The film failed to provide close-ups or stills of the protagonist's face, hampering the audience's ability to empathize with the character. The lack of an engaging soundtrack made maintaining interest in the story challenge. These elements are critical in making such stories enjoyable to follow. It is not fair to the actors to be emotionless as they put in their best effort. But Locke's inability to show shock, horror, and utter despair makes the story's first half unenjoyable. The quality of writing in the second half of the essay was noticeably better than in the first half. This was likely due to the change in Darlene's demeanor; she showed more energy and urgency when Jack introduced a gun.

The film director finds little to no enjoyment in the moments of tension experienced throughout the movie. This is likely due to execution problems within the movie itself and its overall fragile conception. There is little for Locke to explore in her 90-minute film. With only two characters and no outside interruptions, it depended on how engaged the viewer could be with Darlene and Jack's history. It was disappointing to see the story come to an abrupt end, especially after it seemed to be progressing.

There is often some truth to the idea that people who have faced difficult circumstances can create something unique. However, in the case of The Apology, this is not the case. The movie's fundamental problem is its premise, and it is very little the actors can do to mitigate this. The second half of the film sees the protagonist descending into a state of vigilantism, where most of the problems arise. This crescendo of violence is not handled well by the actor, ultimately leading to a very problematic film.

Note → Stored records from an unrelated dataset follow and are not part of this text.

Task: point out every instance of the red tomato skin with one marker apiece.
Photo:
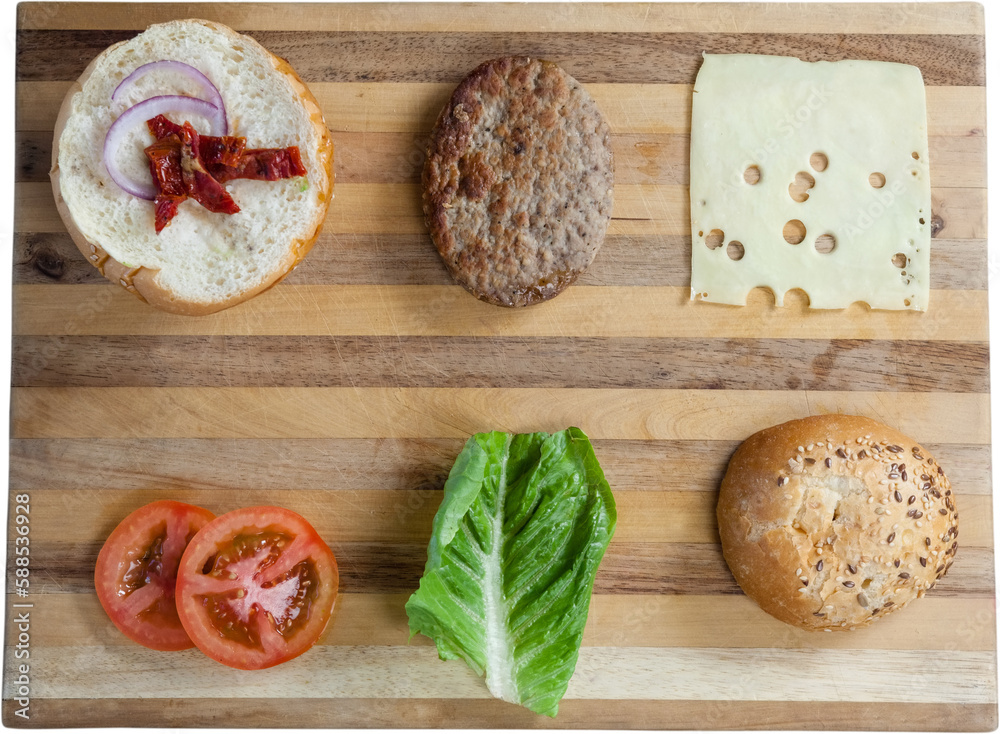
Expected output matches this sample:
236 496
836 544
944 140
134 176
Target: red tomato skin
109 569
206 544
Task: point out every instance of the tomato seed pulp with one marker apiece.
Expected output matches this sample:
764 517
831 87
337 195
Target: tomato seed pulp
256 587
261 601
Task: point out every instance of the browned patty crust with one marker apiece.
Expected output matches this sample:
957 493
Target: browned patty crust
518 181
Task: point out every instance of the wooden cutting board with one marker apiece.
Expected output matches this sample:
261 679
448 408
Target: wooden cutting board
346 392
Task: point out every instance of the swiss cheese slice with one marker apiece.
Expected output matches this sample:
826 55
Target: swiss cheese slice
831 156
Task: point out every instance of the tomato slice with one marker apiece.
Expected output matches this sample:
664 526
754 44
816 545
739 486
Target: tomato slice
256 587
137 569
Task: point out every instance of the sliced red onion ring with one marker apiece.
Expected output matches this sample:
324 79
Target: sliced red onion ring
210 92
138 114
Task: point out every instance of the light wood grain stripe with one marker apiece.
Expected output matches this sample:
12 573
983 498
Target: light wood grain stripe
405 516
411 361
459 412
420 465
639 209
596 311
902 18
623 673
366 713
942 624
413 107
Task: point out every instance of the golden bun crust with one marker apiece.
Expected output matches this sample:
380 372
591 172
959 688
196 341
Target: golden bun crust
833 521
142 282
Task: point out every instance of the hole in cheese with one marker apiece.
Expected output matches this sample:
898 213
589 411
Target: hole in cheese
715 239
798 188
794 232
826 243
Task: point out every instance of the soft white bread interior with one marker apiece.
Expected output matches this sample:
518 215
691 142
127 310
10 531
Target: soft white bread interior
833 521
202 261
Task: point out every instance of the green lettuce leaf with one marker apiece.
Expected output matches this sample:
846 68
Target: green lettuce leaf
522 527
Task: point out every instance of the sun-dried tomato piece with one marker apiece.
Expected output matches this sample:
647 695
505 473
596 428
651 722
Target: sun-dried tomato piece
185 164
263 164
198 182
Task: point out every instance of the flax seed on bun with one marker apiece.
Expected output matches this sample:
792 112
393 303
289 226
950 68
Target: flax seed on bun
833 521
202 261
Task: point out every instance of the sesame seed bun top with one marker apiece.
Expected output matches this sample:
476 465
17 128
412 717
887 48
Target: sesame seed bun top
833 521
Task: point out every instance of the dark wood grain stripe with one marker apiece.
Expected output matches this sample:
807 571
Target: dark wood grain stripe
411 259
387 568
591 362
416 465
350 713
640 158
953 60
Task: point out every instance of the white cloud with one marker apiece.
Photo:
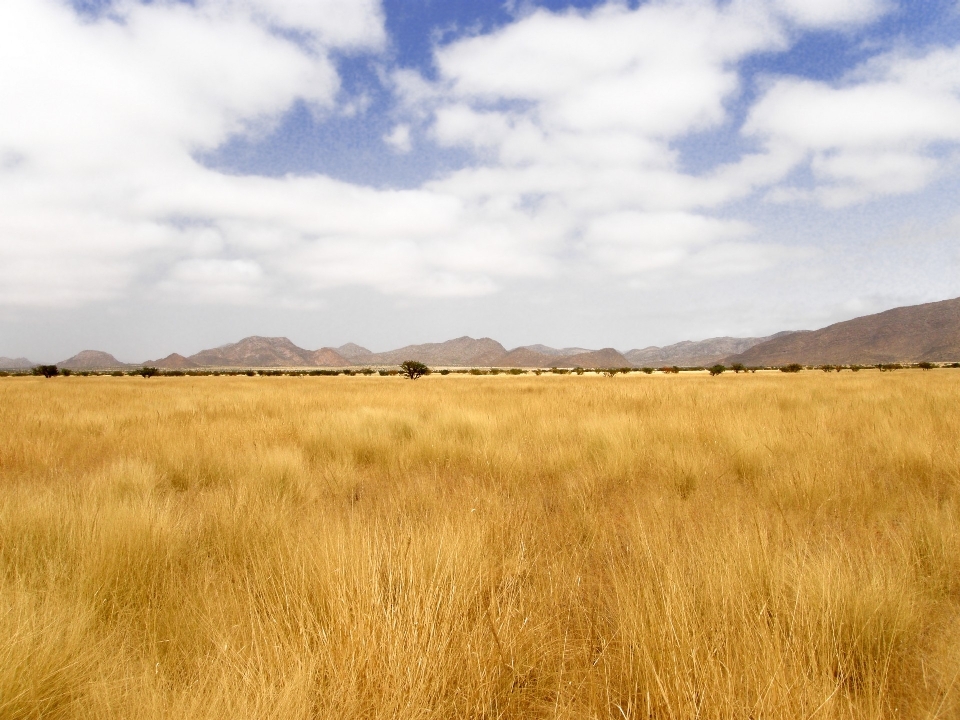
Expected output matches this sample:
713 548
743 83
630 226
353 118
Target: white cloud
575 119
873 134
399 139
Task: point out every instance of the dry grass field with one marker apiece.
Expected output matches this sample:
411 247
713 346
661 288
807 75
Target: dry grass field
746 546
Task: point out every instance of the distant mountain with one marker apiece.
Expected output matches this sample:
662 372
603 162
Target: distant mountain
464 352
914 333
694 353
530 358
16 364
259 351
328 357
606 358
92 360
174 361
352 351
547 350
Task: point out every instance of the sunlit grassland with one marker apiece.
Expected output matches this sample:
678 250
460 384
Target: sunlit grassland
746 546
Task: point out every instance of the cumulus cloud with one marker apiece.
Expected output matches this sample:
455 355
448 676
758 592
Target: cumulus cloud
399 139
875 133
574 119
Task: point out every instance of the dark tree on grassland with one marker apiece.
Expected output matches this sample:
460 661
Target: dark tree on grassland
413 369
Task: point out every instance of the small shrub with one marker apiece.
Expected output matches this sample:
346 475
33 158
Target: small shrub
414 370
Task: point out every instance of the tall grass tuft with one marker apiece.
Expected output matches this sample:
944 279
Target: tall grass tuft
658 546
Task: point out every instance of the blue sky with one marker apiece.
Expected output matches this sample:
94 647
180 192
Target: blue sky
177 175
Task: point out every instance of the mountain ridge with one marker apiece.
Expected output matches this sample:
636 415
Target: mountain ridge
912 333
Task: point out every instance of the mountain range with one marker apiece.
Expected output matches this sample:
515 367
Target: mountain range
916 333
928 332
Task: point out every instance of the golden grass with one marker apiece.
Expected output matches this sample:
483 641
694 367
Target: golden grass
751 546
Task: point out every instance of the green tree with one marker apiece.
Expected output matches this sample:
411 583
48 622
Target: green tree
413 369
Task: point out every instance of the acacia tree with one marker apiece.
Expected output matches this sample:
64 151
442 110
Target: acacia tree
413 369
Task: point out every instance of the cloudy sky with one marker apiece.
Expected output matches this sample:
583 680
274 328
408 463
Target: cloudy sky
179 174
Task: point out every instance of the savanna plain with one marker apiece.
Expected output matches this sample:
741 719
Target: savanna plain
746 546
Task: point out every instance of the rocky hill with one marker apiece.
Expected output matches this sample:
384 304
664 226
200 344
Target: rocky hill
174 361
463 352
259 351
914 333
694 353
92 360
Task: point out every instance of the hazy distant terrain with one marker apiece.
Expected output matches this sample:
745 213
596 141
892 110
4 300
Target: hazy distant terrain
15 363
688 353
908 334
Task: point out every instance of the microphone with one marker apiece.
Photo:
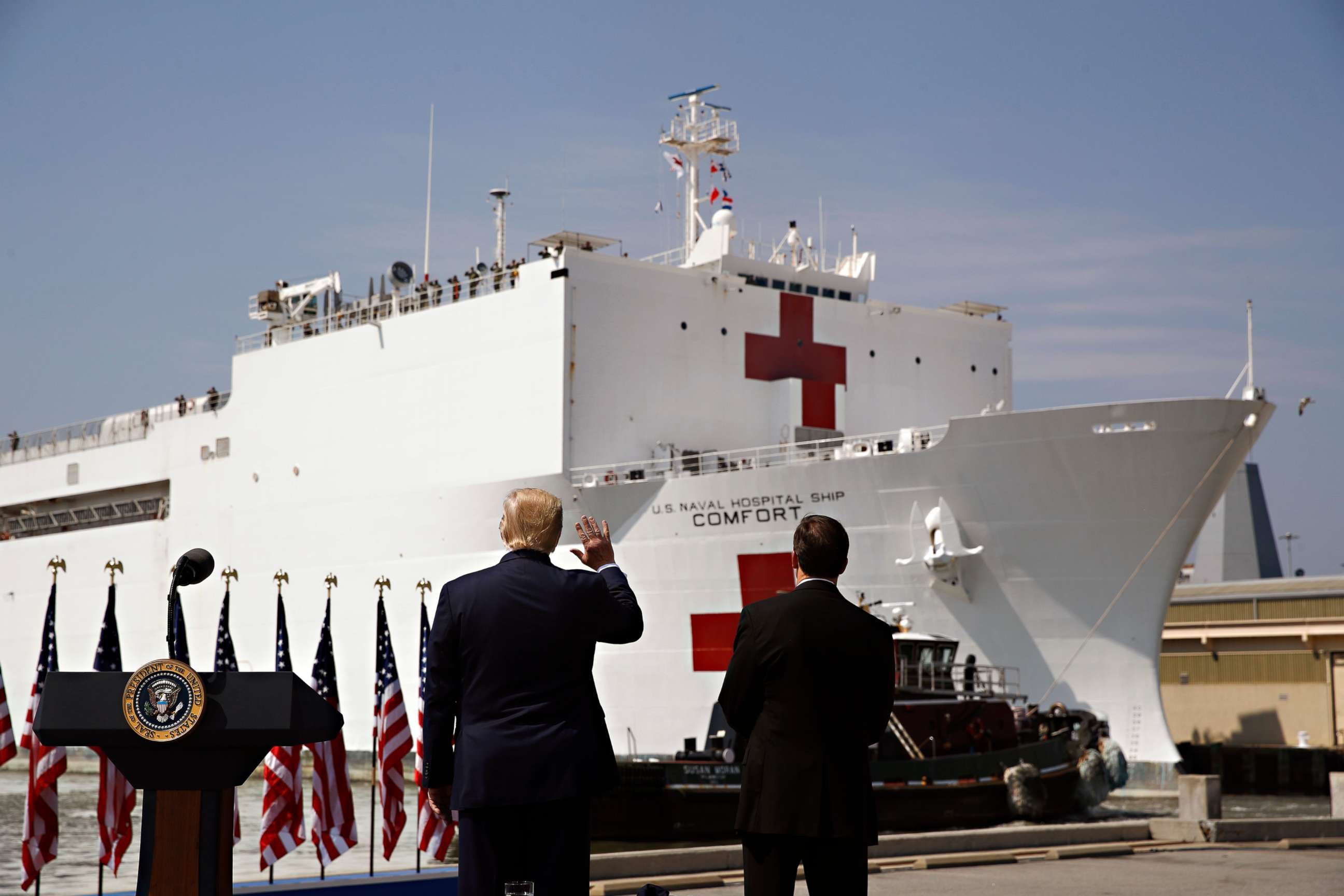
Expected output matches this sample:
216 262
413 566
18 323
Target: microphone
195 566
191 569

Gunn's performance in the movie is excellent, conveying Darlene's apathy, heartbreak, and helplessness in a very believable way. Her natural approach allows us to see how Darlene fits into that situation and gradually starts to work her way out. But it's still too facile to make a difference.

Worth Watching? 

The Apology is a poorly made film that lacks imagination and intelligence. The lack of attention to detail makes it very unpleasant to watch.